There were no red puffballs here. There was food. Burl's folk could imagine no greater happiness. Even old Tama scolded only rarely. They surely could not conceive of any place where a man might walk calmly about with no danger at all of being devoured. This was paradise!

And it was a deplorable state of affairs. It is not good for human beings to feel secure and experience contentment. Men achieve only by their wants or through their fears. Back at their former foraging-ground, the tribe would never have emulated Burl with any passion so long as they could survive by traditional behavior. Before the menace of the red puffballs developed, he had brought them to the point of killing ants, with him present and ready to assist. They would have stayed at about that level. The red dust had forced their flight. During that flight they had achieved what was—compared to their former timidity—prodigies of valor.

But now they arrived at paradise. There was food. They could survive here in the fashion of the good old days before they learned the courage of desperation. They did not need Burl to keep them alive or to feed them. They tended to disregard him. But they did not disperse. Social grouping is an instinct in human beings as it is in cattle or in schools of fish. Also, when Burl was available there was a sense of pleasant confidence. He had gotten them out of trouble before. If more trouble came, he would get them out of it again. But why look for trouble?

Burl's tribesmen sank back into a contented lethargy. They found food and hid themselves until it was all consumed. A part of the valley was found where they were far enough from visible dangers to feel blissfully safe. When they did move, though still with elaborate caution, it was only to forage for food. And they did not need to go far because there was plenty of food. They slipped back. Happier than they had ever been, the foragers finally began to forget to take their new spears or clubs with them. They were furtive vermin in a particularly favorable environment.

And Burl was infuriated. He had known adulation. He was cherished, to be sure, but adulation no longer came his way. Even Saya....

An ironically natural change took place in Saya. When Burl was a chieftain, she looked at him with worshipful eyes. Now that he was as other men, she displayed coquetry. And Burl was of that peculiarly direct-thinking sort of human being who is capable of leadership but not of intrigue. He was vain, of course. But he could not engage in elaborate maneuvers to build up a romantic situation. When Saya archly remained with the women of the tribe, he considered that she avoided him. When she coyly avoided speech with him, he angrily believed that she did not want his company.

When they had been in the valley for a week Burl went off on a bitter journey by himself. Part of his motivation, probably, was a childish resentment. He had been the great man of the tribe. He was no longer so great because his particular qualities were not needed. And—perhaps with some unconscious intent to punish them for their lessened appreciation—he went off in a pet.

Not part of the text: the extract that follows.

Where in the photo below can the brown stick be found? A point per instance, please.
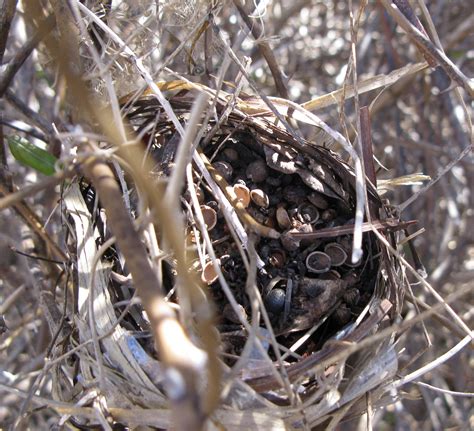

He still carried spear and club, but the grandeur of his costume had deteriorated. His cloak was gone. The moth-antennae he had worn bound to his forehead were now so draggled that they were ridiculous. He went off angrily to be rid of his fellows' indifference.

He found the upward slopes which were the valley's literal boundaries. They promised nothing. He found a minor valley in which a labyrinth spider had built its shining snare. Burl almost scorned the creature. He could kill it if he chose, merely by stabbing it though the walls of its silken nest as it waited for unlucky insects to blunder into the intricate web. He saw praying-mantises. Once he came upon that extraordinary egg-container of the mantis tribe: a gigantic leaf-shaped mass of solidified foam, whipped out of some special plastic compound which the mantis secretes, and in which the eggs are laid.

He found a caterpillar wrapped in its thick cocoon and, because he was not foraging and not particularly hungry, he inspected it with care. With great difficulty he even broke the strand of silk that formed it, unreeling several feet in curiosity. Had he meditated, Burl would have seen that this was cord which could be used to build snares as spiders did. It could also be used to make defenses in which—if built strongly and well—even hunting-spiders might be tangled and dispatched.